Ces objectifs sont au cœur même de la question du développement des eaux du Nil, c’est-à-dire le droit équitable pour tous les États riverains de disposer de ces eaux. Ce droit a toujours été, et reste toujours, la question la plus importante du débat. Au cours des trois dernières années, des progrès considérables ont été accomplis dans le cadre du “Programme-cadre de coopération sur le Nil”. Le comité, composé de trois experts des pays riverains, ont réussi, malgré le climat de méfiance ambiant, à identifier les questions fondamentales et à définir les différences qui opposent les pays. Il a cherché à trouver un terrain d’entente sur les questions les plus importantes et a examiné les manières ainsi que les moyens de contourner les litiges.

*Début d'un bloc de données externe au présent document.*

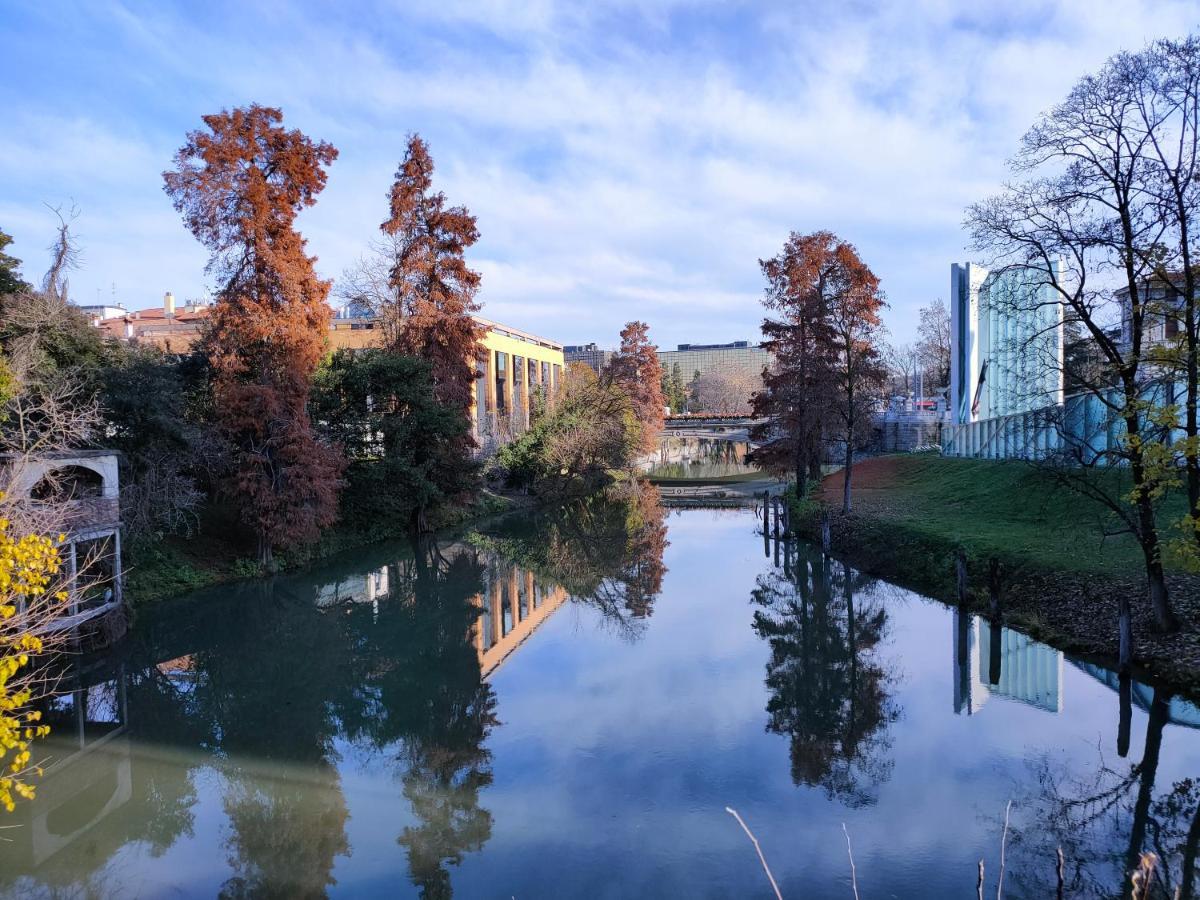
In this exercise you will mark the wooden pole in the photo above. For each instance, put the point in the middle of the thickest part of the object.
(994, 589)
(960, 576)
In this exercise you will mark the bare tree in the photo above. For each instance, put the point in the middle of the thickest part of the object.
(934, 343)
(1080, 229)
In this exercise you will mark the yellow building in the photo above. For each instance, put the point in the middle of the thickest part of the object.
(515, 367)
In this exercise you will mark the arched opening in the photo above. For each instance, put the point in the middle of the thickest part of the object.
(69, 483)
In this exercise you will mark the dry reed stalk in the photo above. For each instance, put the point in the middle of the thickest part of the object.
(759, 850)
(1003, 841)
(853, 874)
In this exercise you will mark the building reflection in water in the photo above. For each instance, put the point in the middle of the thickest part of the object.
(993, 660)
(406, 649)
(89, 779)
(513, 604)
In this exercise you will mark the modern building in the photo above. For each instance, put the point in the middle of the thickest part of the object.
(514, 370)
(1164, 319)
(1006, 342)
(588, 354)
(736, 358)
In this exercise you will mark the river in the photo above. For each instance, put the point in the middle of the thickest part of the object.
(565, 706)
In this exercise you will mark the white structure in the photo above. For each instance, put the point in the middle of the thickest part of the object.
(1006, 343)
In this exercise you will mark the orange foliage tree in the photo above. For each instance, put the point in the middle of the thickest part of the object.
(239, 186)
(805, 281)
(433, 288)
(636, 370)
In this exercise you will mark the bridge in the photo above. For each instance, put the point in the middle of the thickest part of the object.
(730, 427)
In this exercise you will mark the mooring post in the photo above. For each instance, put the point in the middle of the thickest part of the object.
(994, 589)
(960, 576)
(1125, 627)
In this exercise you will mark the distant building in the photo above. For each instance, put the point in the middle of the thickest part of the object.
(515, 367)
(589, 354)
(739, 357)
(1163, 301)
(168, 328)
(1006, 342)
(84, 487)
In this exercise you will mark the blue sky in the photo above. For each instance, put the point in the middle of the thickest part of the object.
(625, 160)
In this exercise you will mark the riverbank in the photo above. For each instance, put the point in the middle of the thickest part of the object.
(216, 552)
(1062, 575)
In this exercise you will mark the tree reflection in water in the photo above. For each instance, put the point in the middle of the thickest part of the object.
(420, 677)
(1105, 819)
(605, 551)
(828, 688)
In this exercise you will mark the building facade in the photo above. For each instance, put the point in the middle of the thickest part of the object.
(736, 358)
(1006, 343)
(589, 354)
(514, 371)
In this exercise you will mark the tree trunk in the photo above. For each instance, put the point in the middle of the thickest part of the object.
(1159, 714)
(847, 472)
(1152, 551)
(1125, 635)
(265, 552)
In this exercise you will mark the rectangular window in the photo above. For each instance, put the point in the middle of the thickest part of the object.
(502, 381)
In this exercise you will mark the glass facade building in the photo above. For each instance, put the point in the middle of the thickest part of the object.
(737, 358)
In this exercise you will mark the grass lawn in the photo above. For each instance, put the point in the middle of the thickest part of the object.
(1006, 509)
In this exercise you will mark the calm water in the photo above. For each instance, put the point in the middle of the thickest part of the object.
(697, 459)
(565, 709)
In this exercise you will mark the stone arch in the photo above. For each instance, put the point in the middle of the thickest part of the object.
(70, 480)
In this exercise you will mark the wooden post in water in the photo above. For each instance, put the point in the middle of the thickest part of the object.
(960, 576)
(994, 591)
(1125, 628)
(1125, 713)
(766, 525)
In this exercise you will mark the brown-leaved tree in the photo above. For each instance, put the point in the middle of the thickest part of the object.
(433, 291)
(635, 367)
(239, 185)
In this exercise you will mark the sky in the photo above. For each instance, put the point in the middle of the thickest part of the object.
(625, 160)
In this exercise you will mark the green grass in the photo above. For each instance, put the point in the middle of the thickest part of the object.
(1007, 509)
(222, 550)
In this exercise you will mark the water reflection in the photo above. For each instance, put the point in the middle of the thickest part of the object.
(828, 684)
(605, 551)
(993, 660)
(697, 459)
(419, 720)
(1104, 816)
(258, 691)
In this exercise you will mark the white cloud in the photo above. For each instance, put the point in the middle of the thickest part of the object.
(623, 162)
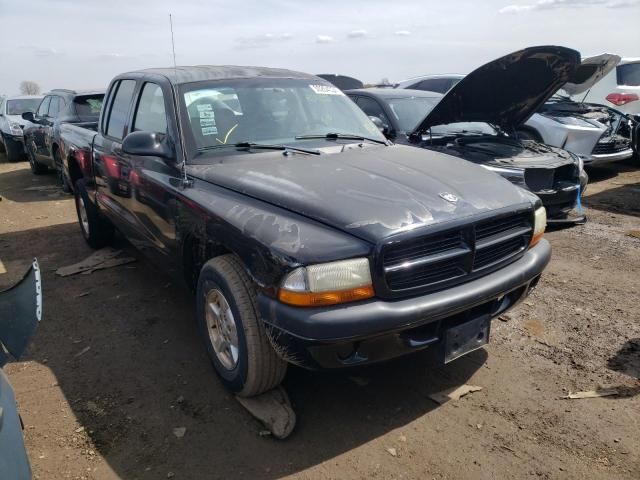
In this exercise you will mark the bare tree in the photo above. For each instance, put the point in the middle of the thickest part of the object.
(28, 87)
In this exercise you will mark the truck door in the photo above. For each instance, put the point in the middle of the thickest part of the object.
(153, 200)
(47, 127)
(113, 168)
(41, 121)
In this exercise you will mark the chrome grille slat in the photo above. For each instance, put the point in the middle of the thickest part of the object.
(437, 260)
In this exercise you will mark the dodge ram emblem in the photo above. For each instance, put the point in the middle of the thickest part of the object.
(449, 197)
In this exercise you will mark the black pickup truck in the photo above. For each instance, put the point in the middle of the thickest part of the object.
(307, 237)
(42, 136)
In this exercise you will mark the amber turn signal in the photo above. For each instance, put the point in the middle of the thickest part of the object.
(318, 299)
(539, 225)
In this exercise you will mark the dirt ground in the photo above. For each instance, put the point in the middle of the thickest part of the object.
(117, 364)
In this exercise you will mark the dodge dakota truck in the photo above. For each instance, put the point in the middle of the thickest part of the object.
(307, 237)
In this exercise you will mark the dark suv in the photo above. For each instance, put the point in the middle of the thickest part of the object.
(58, 106)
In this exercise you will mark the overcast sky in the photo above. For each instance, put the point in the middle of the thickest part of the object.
(83, 43)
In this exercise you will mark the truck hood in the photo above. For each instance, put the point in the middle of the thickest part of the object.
(370, 192)
(511, 153)
(590, 72)
(506, 91)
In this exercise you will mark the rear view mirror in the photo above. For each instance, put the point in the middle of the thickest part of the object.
(148, 144)
(383, 127)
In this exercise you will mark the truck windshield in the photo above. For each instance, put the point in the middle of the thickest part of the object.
(271, 111)
(409, 111)
(22, 105)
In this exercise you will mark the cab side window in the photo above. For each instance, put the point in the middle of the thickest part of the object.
(119, 112)
(150, 113)
(54, 107)
(43, 108)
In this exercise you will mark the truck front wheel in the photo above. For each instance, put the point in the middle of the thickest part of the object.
(96, 230)
(234, 334)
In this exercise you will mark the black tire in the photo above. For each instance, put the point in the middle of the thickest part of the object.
(96, 230)
(258, 367)
(14, 150)
(529, 135)
(62, 179)
(36, 167)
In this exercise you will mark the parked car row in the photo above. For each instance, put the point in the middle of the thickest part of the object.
(320, 227)
(579, 116)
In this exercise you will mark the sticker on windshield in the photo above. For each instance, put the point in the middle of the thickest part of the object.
(209, 131)
(326, 89)
(207, 119)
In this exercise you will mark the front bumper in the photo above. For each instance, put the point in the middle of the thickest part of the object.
(592, 160)
(378, 330)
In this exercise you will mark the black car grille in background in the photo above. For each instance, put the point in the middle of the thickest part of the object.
(539, 179)
(605, 148)
(430, 262)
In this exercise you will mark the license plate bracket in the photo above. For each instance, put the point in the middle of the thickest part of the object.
(466, 337)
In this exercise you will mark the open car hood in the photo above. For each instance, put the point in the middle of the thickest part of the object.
(590, 72)
(506, 91)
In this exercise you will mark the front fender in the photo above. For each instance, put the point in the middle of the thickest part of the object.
(269, 240)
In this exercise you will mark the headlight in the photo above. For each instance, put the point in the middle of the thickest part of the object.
(579, 161)
(327, 284)
(573, 121)
(539, 225)
(15, 128)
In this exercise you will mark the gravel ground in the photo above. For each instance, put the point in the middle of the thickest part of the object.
(117, 365)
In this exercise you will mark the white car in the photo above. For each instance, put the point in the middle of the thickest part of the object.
(12, 123)
(596, 133)
(620, 88)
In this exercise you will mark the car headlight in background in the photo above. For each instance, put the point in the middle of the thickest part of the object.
(573, 121)
(539, 225)
(15, 128)
(579, 161)
(327, 284)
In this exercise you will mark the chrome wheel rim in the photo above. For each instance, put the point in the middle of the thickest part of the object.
(84, 219)
(221, 325)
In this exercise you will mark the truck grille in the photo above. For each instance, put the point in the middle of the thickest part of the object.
(430, 262)
(604, 148)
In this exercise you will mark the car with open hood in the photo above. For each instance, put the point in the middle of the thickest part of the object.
(307, 236)
(12, 124)
(597, 133)
(477, 118)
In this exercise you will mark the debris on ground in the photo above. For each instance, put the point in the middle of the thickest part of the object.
(453, 393)
(273, 409)
(82, 352)
(360, 381)
(600, 392)
(104, 258)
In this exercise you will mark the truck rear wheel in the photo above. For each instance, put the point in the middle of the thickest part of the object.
(234, 334)
(96, 230)
(14, 150)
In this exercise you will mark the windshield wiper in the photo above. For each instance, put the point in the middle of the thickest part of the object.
(263, 146)
(342, 136)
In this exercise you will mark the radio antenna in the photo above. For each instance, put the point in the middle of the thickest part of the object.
(183, 168)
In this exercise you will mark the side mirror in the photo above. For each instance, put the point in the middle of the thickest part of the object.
(148, 144)
(383, 127)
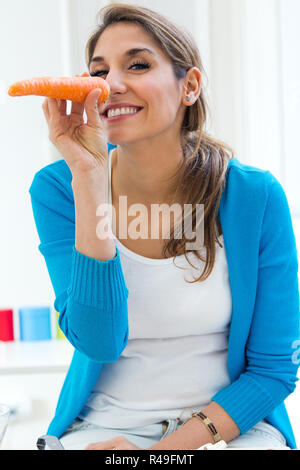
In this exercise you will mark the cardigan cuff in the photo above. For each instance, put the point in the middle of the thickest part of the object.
(246, 402)
(98, 284)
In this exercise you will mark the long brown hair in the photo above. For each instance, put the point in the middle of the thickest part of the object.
(201, 175)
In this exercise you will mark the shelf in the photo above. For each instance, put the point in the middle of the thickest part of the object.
(35, 356)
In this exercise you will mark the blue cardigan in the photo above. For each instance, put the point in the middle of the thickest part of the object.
(91, 296)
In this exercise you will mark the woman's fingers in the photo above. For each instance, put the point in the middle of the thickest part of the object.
(46, 110)
(91, 107)
(62, 106)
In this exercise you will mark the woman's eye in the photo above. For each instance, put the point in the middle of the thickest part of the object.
(144, 65)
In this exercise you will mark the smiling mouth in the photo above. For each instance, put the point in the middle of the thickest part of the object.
(120, 116)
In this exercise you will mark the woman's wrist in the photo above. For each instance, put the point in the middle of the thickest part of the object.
(190, 436)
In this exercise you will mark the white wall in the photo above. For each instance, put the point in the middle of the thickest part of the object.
(248, 61)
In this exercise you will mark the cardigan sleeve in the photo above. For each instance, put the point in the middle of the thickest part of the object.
(271, 370)
(90, 295)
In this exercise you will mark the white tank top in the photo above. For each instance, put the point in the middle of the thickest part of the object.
(176, 355)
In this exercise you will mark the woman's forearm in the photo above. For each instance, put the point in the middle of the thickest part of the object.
(90, 192)
(194, 434)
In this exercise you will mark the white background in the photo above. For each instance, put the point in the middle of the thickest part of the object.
(250, 51)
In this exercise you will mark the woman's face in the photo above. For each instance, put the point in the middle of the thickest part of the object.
(145, 79)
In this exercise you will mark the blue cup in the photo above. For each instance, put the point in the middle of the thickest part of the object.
(35, 323)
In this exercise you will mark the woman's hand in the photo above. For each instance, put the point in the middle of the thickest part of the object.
(83, 146)
(116, 443)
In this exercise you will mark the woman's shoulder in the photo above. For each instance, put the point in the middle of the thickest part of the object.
(52, 181)
(249, 181)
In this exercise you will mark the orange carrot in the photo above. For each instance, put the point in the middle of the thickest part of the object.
(64, 88)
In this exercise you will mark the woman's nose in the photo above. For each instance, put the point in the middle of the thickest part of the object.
(116, 82)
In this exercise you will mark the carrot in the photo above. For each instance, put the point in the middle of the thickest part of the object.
(64, 88)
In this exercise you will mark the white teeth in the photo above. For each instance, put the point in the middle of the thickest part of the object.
(118, 112)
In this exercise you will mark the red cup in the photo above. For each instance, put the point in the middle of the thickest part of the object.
(6, 325)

Il est encourageant de noter que le groupe d’experts a élaboré un projet d’Accord sur le cadre de coopération sur le Nil qui contient, il est bien normal, de nombreux points entre parenthèses. L’élaboration du nouvel accord entre tous les États riverains constitue un grand pas en avant. Les différences entre ces États, notamment l’Égypte, le Soudan et l’Éthiopie, concernant certaines clauses importantes de l’accord pourront être surmontées si, de leurs côtés, les leaders des pays riverains font preuve de la volonté, de la détermination et du courage nécessaires et que la communauté internationale poursuit son rôle de facilitateur.

La réduction de la pauvreté dans le bassin du Nil passe par le développement des ressources en eau du Nil par tous les États riverains. Naturellement, l’utilisation des eaux destinées à la consommation entraîne une réduction du débit du fleuve. Si l’Éthiopie envisage d’aménager le fleuve, cela réduira la quantité d’eau dont disposeront les autres pays riverains. Pour ces pays, la coopération peut donc signifier une réduction de l’eau et il n’est donc pas surprenant qu’ils n’aient jamais réussi à s’entendre sur cette question. La question est la suivante : “La situation de monopole est-elle durable ?” Coopération ou non, des pays tels que l’Éthiopie ont atteint le stade où ils n’ont pas d’autres choix que d’utiliser les eaux du Nil pour l’irrigation, l’alimentation hydraulique et autres besoins de la population.

Depuis cinquante ans, les conflits sur la question des eaux du fleuve ont été de mise et ont engendré un climat d’insécurité qui est presque un mode de vie dans cette région. Ceux qui avaient faussement l’impression que le statu quo injuste qui prévalait allait se prolonger n’ont rien fait pour promouvoir une coopération entre les pays. Il est désormais clair pour tous que la coopération est la seule alternative possible. La coopération sur le le Nil n’est pas un jeu de somme nulle. Comme telle, elle demande la bonne volonté et la résolution de tous les États riverains afin d’assurer le développement des eaux du Nil au profit de toute la communauté nilotique.

Seifeselassie Lemma, Directeur des Affaires juridiques au Ministère des Affaires étrangères d’Éthiopie, a participé au Consortium international pour la coopération sur le Nil (CICN), qui s’est réuni à Genève à la fin juin 2001.